Extended Data Figure 3.
Extended Data Figure 3.. Genomic characterization of enhancer hijacking events.
a, Complex chromosome 7 rearrangements: Depiction of H3K27ac HiChIP, H3K27ac coverage, diagnostic sample, and germline WGS coverage in a T-ALL patient, showing interactions between HOXA13 and TCRβ loci after chromosome 7 rearrangements. Arcs represent interactions between genomic loci, with color coding denoting interaction strength at 500 kb resolution. Breakpoints are annotated by orange lines. Left: Boxplot, as defined in Fig.3d legend, of HOXA13 gene expression and P value for TCR::HOXA13 mutated (mut) vs HOXA13 unaltered wild type (wt) samples (two-tailed Student t-test, P values were not adjusted for multiple comparison), with PAVHBC sample labeled in cyan. The intensity of each arc represents contacts at 5kb resolution between a pair of loci.
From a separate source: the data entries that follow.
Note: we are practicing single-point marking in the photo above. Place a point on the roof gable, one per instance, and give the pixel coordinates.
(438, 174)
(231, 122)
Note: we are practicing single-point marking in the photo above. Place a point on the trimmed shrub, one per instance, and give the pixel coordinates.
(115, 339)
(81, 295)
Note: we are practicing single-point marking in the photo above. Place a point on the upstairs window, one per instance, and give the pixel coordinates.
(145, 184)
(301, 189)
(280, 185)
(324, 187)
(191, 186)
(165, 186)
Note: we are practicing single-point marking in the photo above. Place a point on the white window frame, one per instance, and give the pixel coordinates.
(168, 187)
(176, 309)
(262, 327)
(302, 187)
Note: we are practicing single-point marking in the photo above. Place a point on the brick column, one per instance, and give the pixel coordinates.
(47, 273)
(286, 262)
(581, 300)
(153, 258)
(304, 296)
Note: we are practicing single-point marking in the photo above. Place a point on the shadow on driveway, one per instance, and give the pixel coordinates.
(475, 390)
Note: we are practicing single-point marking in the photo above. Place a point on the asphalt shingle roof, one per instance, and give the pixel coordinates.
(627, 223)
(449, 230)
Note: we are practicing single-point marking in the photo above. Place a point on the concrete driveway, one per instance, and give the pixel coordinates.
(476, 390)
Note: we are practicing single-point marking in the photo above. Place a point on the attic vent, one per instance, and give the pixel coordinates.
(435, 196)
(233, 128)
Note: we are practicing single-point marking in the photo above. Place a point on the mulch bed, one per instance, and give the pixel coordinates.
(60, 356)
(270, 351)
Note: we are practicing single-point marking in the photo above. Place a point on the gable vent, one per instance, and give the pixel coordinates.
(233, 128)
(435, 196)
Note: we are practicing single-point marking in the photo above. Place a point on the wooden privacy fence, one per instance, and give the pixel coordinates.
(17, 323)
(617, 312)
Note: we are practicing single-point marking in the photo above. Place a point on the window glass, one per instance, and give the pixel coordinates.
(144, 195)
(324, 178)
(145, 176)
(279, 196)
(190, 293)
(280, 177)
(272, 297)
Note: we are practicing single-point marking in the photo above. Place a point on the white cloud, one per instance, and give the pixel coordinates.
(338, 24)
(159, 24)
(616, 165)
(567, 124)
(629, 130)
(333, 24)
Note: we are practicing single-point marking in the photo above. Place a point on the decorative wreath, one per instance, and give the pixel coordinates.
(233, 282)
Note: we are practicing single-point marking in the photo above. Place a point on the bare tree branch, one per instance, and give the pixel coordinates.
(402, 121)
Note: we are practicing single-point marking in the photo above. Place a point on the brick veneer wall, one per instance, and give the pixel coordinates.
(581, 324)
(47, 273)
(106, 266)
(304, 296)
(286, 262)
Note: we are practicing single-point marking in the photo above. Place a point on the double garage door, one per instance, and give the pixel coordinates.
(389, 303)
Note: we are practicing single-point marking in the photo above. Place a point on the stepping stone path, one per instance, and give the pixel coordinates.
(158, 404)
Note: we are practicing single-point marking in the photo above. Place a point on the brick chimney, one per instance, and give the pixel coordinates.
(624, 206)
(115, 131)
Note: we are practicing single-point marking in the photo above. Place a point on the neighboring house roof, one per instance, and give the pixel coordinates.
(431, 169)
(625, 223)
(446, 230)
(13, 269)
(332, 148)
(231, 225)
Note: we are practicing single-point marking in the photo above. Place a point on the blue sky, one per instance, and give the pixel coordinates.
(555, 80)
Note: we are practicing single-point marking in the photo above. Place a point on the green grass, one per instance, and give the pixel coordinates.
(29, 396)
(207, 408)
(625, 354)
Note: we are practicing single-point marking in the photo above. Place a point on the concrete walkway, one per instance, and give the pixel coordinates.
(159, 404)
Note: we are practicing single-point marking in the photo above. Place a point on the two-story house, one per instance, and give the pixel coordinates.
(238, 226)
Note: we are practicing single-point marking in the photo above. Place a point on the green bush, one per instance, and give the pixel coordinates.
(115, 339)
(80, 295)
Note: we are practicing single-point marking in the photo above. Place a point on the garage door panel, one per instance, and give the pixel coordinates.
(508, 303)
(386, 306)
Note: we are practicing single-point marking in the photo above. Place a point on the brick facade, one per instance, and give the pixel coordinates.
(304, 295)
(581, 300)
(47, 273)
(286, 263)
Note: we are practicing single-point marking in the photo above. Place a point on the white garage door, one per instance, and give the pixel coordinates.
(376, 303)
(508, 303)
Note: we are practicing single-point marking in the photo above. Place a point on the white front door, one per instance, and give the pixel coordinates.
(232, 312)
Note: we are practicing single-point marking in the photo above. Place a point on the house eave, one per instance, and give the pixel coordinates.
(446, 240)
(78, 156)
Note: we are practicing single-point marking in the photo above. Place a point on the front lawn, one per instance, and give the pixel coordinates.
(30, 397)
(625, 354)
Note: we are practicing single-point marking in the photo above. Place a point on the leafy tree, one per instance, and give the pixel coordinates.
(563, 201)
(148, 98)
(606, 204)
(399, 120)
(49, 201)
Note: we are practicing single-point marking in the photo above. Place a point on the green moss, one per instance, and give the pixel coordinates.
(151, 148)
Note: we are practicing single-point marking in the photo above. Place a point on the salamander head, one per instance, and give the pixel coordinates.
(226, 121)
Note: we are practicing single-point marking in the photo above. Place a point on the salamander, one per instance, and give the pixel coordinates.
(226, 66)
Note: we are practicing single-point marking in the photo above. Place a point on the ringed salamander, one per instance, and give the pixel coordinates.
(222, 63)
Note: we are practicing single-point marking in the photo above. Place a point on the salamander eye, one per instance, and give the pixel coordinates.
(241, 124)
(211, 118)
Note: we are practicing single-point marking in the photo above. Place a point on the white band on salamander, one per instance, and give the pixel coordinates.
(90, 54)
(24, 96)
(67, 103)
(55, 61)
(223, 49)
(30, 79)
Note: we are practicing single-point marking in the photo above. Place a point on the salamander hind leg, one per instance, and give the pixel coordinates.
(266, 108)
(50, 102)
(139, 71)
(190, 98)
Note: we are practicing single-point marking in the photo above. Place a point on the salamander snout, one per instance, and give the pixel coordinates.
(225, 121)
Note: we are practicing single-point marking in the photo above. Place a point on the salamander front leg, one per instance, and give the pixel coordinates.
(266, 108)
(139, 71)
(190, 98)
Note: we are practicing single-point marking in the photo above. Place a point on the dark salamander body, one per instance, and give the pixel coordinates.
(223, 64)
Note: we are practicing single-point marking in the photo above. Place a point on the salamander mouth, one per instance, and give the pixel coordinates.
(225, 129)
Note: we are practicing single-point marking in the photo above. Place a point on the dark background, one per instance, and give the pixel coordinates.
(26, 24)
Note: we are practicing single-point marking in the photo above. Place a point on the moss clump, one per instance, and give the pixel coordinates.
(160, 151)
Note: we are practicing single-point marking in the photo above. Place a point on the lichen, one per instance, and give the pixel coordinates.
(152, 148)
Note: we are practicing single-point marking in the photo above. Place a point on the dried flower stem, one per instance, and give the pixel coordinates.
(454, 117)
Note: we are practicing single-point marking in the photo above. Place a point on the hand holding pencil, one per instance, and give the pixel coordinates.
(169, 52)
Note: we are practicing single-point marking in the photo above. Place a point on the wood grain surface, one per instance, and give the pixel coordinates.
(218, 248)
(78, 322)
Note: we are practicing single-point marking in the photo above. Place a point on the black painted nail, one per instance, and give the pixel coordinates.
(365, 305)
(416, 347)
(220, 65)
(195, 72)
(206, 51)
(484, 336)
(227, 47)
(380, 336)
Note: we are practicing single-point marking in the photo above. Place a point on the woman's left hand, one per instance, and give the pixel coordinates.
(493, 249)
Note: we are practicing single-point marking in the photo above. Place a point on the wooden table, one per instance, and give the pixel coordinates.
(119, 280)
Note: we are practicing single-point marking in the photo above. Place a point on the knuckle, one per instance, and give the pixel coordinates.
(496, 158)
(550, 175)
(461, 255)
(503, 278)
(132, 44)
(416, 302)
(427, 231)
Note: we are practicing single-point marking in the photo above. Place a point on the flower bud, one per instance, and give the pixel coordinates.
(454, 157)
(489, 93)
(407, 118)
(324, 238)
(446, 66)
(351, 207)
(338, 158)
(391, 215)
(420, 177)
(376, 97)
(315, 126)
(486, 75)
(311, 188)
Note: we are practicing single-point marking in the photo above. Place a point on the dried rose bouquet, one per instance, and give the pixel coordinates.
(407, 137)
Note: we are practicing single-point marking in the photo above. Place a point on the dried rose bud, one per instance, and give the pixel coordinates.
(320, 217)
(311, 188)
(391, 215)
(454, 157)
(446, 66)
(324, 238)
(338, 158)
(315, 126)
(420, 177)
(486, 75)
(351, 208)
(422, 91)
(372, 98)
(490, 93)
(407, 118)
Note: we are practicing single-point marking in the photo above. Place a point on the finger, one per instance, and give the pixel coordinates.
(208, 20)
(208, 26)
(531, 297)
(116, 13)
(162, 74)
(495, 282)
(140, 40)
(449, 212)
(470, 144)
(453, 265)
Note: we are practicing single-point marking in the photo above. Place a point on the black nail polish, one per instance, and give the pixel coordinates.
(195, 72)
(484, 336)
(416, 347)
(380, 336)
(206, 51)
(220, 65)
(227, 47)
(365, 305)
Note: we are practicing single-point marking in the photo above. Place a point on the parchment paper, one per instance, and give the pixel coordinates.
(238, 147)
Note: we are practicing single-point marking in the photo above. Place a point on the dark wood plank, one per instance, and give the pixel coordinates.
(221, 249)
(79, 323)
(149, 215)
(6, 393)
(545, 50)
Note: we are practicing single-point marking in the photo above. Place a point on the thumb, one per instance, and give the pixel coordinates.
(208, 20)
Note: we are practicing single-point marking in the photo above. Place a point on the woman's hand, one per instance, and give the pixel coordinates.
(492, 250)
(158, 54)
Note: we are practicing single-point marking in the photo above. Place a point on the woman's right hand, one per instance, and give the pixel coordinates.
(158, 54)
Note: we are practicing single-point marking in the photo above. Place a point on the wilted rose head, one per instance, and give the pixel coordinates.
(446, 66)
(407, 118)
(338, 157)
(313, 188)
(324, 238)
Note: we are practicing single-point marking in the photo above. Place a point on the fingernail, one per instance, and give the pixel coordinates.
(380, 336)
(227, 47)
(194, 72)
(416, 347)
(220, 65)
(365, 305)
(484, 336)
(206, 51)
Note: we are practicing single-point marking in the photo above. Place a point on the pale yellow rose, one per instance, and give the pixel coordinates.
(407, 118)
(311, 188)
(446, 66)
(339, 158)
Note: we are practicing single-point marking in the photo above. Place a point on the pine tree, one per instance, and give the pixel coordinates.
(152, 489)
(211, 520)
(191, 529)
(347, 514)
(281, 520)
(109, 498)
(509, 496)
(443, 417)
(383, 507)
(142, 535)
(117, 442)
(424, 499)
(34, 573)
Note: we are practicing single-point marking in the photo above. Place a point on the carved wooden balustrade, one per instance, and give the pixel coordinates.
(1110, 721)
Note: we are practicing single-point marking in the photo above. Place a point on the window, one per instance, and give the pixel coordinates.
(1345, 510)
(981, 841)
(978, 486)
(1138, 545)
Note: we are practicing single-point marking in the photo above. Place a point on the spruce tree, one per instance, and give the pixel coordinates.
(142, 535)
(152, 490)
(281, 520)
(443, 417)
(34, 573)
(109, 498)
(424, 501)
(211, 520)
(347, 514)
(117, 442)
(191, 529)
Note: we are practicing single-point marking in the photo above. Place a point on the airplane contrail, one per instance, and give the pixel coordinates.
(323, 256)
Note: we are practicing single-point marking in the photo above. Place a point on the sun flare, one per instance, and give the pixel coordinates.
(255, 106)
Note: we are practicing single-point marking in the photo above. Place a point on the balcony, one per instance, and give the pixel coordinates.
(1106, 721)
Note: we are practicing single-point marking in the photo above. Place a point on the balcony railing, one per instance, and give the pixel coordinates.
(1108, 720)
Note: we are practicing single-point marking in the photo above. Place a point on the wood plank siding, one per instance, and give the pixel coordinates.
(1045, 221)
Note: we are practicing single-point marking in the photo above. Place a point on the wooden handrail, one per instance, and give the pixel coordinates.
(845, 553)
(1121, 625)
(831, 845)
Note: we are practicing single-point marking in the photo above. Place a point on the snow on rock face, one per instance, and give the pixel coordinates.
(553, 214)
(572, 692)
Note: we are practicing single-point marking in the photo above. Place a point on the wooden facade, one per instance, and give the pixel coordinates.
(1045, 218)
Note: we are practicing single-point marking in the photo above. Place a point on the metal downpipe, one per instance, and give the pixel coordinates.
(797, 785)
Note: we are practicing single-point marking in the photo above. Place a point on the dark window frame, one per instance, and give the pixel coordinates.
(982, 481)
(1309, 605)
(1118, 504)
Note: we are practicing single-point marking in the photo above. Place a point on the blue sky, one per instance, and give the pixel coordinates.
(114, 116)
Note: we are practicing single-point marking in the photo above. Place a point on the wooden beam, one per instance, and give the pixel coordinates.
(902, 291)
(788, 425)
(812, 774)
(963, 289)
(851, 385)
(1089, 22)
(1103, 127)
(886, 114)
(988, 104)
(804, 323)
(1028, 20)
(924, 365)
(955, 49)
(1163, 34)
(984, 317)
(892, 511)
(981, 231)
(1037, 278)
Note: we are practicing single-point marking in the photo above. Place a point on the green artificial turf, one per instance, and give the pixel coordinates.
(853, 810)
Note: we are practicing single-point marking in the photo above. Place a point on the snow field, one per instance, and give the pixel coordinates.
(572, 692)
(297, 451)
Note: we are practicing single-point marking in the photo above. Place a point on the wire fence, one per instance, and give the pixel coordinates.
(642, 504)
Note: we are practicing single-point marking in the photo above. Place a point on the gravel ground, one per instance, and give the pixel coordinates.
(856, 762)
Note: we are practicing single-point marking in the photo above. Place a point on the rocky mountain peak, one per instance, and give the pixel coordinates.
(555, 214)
Maximum intensity is indicated in the color scale; b, TCR::HOXA9 Inversion: Similar representation as a; c, TCR:: LMO3 translocation: similar representation as a; d, BCL11B::LMO2 translocation: Similar representation as a; e, HOXA13 BCL11B translocation: similar representation as a; f, NKX2-1 Chromosome 14 chromothripsis and BCL11B locus rearrangement: similar representation as a; g, BCL11B::HOXB13 translocation: similar representation as a; h, LINC00592::TLX1 enhancer hijacking by 10Mb intergenic loss. WGS and RNA coverage for the representative cases, normal double positive and CD34+ HSPCs H3K27ac and CTCF coverage is shown, with putative enhancers highlighted in blue. Top: Heatmap showing normal double positive and CD34+ HSPCs H3K27ac HiChIP raw interactions as heatmaps, with topologically associated domains annotated by black dotted triangles. Left: boxplot as in a; i, NFKBIA::NKX2-1 enhancer hijacking: similar representation as a; j, MIR2117HG::LMO2 translocation: Similar representation as a; k, DHX9::TAL1 inversion: Similar representation as a; l, CELF1::LMO2 intergenic loss: Similar representation as a; m, CAPRIN1::LMO2 enhancer hijacking is shown as in h, with additional highlight of CTCF boundary by blue rectangle; n, MIR181A1HG::HOXA13 Translocation: similar representation as a; o, MIR181A1HG::LMO2 translocation: similar representation as a; Abbreviations: diagnostic and germline/remission sample WGS (WGS-D, WGS-G). Nucleosome-free and nucleosome cut fragments (ATAC-free, ATAC-nuc).
Extended Data Figure 4.
Extended Data Figure 4.. Genomic characterization of enhancer and promoter alterations.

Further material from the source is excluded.